Company on My Mind at 3 AM

A founder once asked me a question that caught me off guard: “Did you have trouble sleeping when you were building your company?” As soon as he finished asking the question, I knew exactly where the conversation was headed. “Yes,” I said. He told me he’d started waking up in the middle of the night thinking about his company and had a hard time going back to sleep.

He’s not the only one. When my company began to grow rapidly, I started waking up in the middle of the night. At first I didn’t pay much attention to it, but eventually I noticed a pattern. I’d be exhausted from a long day and go to bed at a normal time. I’d sleep hard and then wake up around 3 or 4 with my mind racing. My thoughts usually revolved around two things. One was whatever I was most worried about . . . the thing that might sink my company. The other was ideas. It was weird, but I’d have a burst of ideas when I’d awaken in the middle of the night.
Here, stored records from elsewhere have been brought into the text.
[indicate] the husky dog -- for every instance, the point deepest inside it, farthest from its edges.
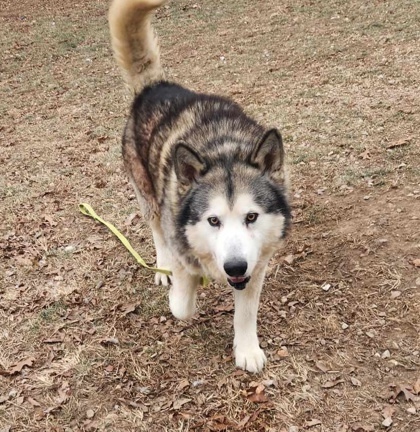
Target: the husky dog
(211, 181)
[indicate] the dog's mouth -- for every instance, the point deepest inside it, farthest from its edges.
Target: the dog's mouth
(239, 282)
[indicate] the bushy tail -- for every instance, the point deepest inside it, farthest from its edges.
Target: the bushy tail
(134, 42)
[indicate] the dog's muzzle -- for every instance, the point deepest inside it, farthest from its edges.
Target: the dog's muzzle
(239, 283)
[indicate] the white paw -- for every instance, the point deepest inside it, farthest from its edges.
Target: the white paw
(162, 279)
(251, 359)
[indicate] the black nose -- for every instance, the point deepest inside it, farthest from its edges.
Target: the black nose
(235, 268)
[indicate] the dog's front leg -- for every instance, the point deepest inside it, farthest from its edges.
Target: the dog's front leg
(183, 293)
(248, 354)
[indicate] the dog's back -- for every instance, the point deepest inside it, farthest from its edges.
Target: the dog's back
(210, 180)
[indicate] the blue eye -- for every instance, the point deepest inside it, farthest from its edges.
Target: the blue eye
(214, 221)
(251, 218)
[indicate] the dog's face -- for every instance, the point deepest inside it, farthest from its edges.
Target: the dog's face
(234, 214)
(235, 235)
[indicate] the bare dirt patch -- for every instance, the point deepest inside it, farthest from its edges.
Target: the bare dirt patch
(87, 340)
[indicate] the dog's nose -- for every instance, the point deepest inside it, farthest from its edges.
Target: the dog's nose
(235, 268)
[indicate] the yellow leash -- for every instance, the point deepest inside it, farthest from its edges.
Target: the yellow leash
(87, 210)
Sometimes I was able to go back to sleep and sometimes I wasn’t. Eventually, I realized that not getting enough sleep wasn’t good for me and was affecting my productivity during the day. I decided to do something about it. I researched sleep (including mattresses) and began working out again. I created the ideal sleep setup (or so I thought), and I had an outlet for stress and a regularly scheduled time when I couldn’t think about work (or I’d drop a weight on my foot). I eventually began sleeping through the night again. My energy level and productivity increased.

During that period, I asked a few founder friends if they ever woke up in the middle of the night. I was surprised to learn that a lot of them did. How they dealt with it varied, but the theme was consistent: they’d be thinking about their company as they lay awake in bed.

I’m not a sleep expert, so I can’t give advice about sleep to founders. I will say that I slept better and was a more productive founder when my routine included two things: scheduled time to release stress and intense focus on something besides my company. The latter is harder to achieve. Luckily, working out checked both boxes for me.